It's a distinction with no difference. Yes, they wanted to form their own country. Why?
Slavery. If every answer you give leads back to "slavery", then the correct answer is "slavery." It's obfuscation to avoid that answer.
And they had dreams of expanding. They didn't just want to be left alone:
And remember when you parrot Lost Cause mythology:
You're too optimistic, I think. For one, even while it was officially illegal, the South continued to use slave labor through the 1940s in the form of contract leasing, with the vast majority of the black population who weren't in that situation so constrained by a web of laws and extralegal threats (like lynching) that though nominally free, they weren't really free. And the South had already begun diversifying its slavery practices by the 1860s. They were already using slaves to mine for ore by the end of the war; the foundry, arsenal, mines, and furnaces in Alabama, increasingly run by slave labor as the war came to its end, became integral to the Confederacy's ability to make arms.
This was the basis for a later shift to industrial slavery, which was more brutal than the slavery that preceded it. In the first two years that Alabama started leasing its prisoners, 20 percent died; 35 percent in the second; 45 percent in the fourth. This practice was wildly profitable, bringing tens of millions of dollars into state government coffers and creating the single largest revenue for Alabama. Even today, though far less brutal than it was prison slave labor remains widespread.

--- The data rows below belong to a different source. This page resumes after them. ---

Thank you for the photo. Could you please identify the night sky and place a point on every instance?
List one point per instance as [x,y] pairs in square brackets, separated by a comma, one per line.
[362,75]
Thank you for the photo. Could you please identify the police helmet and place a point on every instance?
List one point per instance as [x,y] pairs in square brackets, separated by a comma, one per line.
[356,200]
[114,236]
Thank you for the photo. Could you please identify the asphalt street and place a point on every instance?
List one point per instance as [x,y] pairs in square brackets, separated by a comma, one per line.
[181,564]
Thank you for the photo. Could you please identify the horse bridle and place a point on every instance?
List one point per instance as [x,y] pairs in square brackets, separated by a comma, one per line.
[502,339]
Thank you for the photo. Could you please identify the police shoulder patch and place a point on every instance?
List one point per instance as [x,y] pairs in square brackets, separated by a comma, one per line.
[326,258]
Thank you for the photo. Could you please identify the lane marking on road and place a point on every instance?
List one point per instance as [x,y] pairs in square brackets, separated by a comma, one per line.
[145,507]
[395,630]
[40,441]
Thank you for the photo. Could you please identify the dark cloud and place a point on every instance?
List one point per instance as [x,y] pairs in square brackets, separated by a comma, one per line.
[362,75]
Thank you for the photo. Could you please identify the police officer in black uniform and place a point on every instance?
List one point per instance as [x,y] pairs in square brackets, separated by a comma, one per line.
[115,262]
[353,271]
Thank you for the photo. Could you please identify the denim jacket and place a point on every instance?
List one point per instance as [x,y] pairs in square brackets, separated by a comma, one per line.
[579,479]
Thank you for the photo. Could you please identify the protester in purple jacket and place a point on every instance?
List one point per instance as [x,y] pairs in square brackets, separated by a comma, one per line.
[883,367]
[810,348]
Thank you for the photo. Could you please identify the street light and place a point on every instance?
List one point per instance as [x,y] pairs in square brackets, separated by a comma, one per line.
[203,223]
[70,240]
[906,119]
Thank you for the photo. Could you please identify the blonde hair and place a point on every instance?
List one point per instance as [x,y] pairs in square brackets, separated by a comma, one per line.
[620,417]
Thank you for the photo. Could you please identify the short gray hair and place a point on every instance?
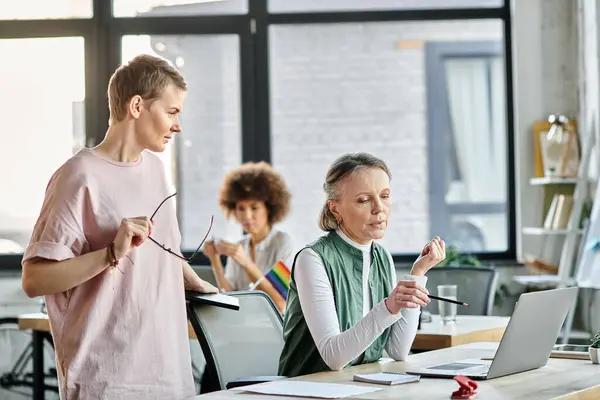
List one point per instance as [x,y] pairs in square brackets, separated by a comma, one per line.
[341,168]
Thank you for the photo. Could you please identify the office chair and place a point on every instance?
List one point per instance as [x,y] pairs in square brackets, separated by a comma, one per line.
[476,286]
[241,347]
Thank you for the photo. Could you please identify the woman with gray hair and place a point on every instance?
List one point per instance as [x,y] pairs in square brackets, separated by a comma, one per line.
[345,305]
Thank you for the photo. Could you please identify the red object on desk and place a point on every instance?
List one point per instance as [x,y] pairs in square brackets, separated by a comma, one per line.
[467,388]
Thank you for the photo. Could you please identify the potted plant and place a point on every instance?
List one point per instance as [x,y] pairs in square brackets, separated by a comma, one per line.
[594,347]
[454,258]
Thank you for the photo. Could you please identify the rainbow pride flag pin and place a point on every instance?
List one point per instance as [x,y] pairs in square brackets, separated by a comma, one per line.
[279,276]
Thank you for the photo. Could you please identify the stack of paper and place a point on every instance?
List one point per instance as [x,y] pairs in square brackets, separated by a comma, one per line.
[307,389]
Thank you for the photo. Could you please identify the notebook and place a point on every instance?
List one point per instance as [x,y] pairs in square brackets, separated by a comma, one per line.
[386,378]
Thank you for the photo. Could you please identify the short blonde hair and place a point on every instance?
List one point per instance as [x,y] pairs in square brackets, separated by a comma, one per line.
[146,76]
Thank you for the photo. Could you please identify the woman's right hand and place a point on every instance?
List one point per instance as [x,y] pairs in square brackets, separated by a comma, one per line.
[209,249]
[407,294]
[132,232]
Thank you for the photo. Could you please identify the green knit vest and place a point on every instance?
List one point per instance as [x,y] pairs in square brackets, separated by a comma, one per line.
[344,265]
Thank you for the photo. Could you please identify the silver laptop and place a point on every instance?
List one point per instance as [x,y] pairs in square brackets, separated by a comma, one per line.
[527,341]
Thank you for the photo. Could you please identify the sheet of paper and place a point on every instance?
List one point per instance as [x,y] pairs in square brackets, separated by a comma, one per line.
[308,389]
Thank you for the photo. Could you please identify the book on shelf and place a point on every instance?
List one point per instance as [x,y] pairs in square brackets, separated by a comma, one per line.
[559,212]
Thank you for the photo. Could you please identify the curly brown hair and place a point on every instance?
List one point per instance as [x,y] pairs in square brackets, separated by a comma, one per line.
[256,181]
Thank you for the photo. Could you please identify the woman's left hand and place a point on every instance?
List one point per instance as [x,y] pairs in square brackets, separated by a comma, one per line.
[235,251]
[432,254]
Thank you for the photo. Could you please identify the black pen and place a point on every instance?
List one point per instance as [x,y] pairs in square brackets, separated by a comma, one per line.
[460,303]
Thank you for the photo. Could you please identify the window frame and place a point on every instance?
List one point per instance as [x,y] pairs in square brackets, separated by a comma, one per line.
[439,118]
[102,40]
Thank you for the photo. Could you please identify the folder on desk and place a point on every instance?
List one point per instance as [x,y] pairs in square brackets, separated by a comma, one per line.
[217,299]
[387,378]
[319,390]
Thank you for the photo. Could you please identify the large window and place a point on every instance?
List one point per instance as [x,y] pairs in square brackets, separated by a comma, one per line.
[43,112]
[44,9]
[363,87]
[422,84]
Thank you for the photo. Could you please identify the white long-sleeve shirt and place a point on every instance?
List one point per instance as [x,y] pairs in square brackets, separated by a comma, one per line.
[316,299]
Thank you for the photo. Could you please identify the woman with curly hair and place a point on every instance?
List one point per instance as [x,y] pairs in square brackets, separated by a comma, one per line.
[257,197]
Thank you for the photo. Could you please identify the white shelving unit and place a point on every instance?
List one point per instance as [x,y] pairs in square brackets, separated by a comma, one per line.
[552,181]
[534,230]
[567,266]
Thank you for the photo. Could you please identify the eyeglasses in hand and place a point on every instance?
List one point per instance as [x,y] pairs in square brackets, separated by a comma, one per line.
[168,249]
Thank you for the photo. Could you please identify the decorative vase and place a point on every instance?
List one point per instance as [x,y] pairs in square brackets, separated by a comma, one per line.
[594,354]
[560,152]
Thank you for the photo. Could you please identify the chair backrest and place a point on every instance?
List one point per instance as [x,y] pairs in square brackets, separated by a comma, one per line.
[238,343]
[476,286]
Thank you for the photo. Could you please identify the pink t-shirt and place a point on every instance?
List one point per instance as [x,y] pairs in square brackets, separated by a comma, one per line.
[117,336]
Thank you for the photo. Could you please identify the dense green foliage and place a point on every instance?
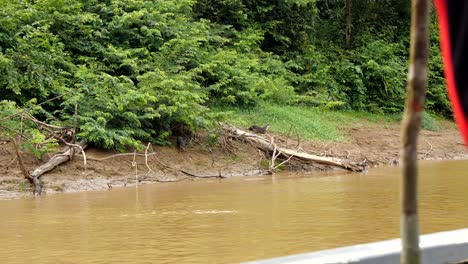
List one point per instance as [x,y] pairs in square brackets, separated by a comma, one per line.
[140,70]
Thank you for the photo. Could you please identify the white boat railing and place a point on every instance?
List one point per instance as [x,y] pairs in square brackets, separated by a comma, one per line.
[449,247]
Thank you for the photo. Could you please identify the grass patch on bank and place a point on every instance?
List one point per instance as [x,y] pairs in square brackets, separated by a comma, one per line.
[309,123]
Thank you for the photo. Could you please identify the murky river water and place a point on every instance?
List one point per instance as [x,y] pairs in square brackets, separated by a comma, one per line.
[226,221]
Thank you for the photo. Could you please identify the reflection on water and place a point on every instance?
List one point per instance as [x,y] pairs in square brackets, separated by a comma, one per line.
[226,221]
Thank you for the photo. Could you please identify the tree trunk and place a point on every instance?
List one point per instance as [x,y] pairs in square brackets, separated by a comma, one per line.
[414,108]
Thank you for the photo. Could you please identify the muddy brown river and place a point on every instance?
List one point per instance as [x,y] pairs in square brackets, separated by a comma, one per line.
[227,221]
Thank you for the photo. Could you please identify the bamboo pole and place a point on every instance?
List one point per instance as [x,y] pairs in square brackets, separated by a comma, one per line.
[414,108]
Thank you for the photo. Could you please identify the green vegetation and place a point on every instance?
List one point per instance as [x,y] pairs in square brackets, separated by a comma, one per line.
[309,123]
[140,70]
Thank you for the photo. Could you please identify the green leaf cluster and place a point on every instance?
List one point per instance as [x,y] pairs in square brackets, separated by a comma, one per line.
[140,70]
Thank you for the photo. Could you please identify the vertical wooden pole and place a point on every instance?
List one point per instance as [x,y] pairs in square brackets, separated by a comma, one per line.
[348,22]
[416,87]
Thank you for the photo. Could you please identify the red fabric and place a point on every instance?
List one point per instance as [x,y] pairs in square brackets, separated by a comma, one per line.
[445,42]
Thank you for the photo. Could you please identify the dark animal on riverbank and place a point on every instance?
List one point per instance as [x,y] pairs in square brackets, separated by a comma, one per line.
[181,143]
[259,129]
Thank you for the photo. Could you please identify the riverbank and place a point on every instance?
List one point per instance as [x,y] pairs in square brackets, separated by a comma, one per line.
[375,142]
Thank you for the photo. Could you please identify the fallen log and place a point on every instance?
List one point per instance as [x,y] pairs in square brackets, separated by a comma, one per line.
[270,146]
[54,162]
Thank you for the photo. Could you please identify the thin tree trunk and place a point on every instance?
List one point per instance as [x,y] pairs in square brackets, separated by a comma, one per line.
[414,108]
[348,22]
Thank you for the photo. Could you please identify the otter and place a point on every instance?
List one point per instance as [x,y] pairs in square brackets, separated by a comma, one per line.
[181,143]
[259,129]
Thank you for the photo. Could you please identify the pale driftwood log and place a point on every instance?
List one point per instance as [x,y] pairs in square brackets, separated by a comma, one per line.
[269,146]
[54,162]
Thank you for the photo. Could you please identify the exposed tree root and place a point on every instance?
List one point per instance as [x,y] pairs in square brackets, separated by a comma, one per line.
[54,162]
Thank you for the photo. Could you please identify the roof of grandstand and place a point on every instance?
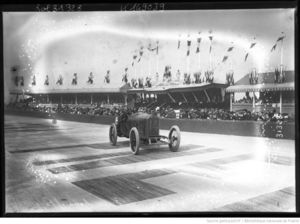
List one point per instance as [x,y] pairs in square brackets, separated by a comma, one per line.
[173,87]
[105,89]
[265,83]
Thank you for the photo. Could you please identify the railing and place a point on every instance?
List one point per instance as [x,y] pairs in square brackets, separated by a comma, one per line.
[225,127]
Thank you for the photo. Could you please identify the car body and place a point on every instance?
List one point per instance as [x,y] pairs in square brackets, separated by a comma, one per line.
[142,128]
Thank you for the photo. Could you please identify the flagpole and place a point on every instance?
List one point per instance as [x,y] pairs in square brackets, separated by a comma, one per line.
[281,53]
[199,61]
[149,66]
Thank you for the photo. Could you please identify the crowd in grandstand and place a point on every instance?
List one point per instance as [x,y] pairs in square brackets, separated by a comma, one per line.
[168,110]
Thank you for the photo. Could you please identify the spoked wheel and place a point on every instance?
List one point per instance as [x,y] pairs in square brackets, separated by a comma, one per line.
[113,134]
[134,140]
[174,138]
[54,121]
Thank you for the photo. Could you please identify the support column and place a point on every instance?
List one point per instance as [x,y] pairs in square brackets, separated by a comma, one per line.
[280,102]
[253,102]
[184,97]
[125,99]
[173,100]
[231,98]
[208,99]
[195,97]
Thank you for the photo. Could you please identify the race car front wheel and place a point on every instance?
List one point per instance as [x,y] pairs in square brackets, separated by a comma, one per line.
[174,138]
[134,140]
[113,134]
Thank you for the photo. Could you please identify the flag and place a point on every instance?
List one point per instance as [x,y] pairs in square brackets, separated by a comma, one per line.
[198,45]
[230,49]
[188,45]
[224,58]
[274,47]
[246,56]
[280,38]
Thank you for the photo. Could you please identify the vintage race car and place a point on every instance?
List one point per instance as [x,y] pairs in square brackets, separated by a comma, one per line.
[142,128]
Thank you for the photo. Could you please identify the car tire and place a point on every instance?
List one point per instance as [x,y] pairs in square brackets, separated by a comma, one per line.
[134,140]
[113,134]
[174,138]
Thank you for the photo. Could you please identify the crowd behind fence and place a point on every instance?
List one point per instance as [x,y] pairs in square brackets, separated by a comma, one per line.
[167,110]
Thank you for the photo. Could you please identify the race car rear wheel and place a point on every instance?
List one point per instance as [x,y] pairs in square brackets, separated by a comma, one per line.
[113,134]
[174,138]
[134,140]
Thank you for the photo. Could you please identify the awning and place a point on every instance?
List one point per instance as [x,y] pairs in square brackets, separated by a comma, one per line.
[290,86]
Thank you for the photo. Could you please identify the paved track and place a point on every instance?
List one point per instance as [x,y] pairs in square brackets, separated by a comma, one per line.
[71,167]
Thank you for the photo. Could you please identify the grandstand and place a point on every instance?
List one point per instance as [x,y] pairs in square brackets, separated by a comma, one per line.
[266,93]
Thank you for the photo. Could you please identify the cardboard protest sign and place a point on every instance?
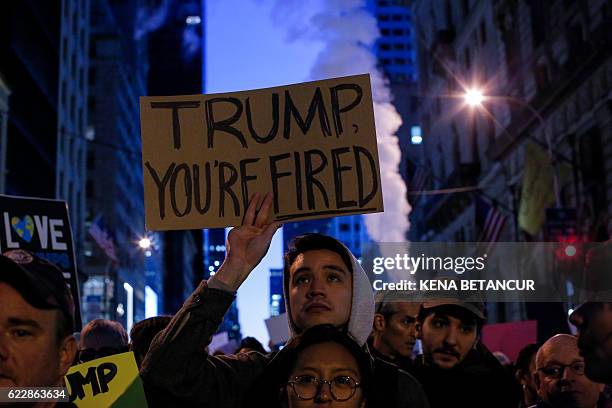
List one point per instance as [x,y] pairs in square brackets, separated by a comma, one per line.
[312,144]
[111,381]
[42,227]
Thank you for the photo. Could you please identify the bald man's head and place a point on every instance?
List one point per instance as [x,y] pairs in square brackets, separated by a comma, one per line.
[560,378]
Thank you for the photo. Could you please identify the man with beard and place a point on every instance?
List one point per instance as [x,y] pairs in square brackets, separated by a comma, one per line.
[455,369]
[560,378]
[323,284]
[37,346]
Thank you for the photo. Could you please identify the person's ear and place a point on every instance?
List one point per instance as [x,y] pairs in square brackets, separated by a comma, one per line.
[67,353]
[379,322]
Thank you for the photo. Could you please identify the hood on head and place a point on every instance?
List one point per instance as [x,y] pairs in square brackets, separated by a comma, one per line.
[361,317]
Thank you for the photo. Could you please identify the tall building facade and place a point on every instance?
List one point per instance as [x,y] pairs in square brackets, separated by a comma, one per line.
[71,170]
[396,50]
[117,78]
[545,67]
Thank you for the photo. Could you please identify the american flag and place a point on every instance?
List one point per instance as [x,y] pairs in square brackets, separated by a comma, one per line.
[491,220]
[103,238]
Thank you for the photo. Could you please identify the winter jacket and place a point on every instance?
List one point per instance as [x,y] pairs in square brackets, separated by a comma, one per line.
[178,371]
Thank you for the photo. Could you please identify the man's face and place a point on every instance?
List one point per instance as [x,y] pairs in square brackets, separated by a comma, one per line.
[396,333]
[446,340]
[29,352]
[320,289]
[594,324]
[560,377]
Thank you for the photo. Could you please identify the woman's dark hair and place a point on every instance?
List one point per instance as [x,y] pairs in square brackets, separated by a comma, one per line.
[525,356]
[312,242]
[251,343]
[278,370]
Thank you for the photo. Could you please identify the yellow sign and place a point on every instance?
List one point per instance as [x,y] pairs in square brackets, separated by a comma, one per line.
[313,145]
[538,188]
[111,381]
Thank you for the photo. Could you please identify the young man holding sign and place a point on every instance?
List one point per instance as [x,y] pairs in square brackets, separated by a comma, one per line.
[323,285]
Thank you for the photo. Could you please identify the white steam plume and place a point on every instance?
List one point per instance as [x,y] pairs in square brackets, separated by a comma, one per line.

And if the South felt like they too large a slave population to control, I think I'd sooner expect genocide than abolition. Though I imagine it'd simply lead to much more brutal practices in which slaves weren't viewed as holding as much value individually and were worked to death.
Plus you have to consider the possibility that the South would try to further expand south, as I mentioned earlier in this post. I think that it's just too optimistic to assume that slavery would've simply faded away.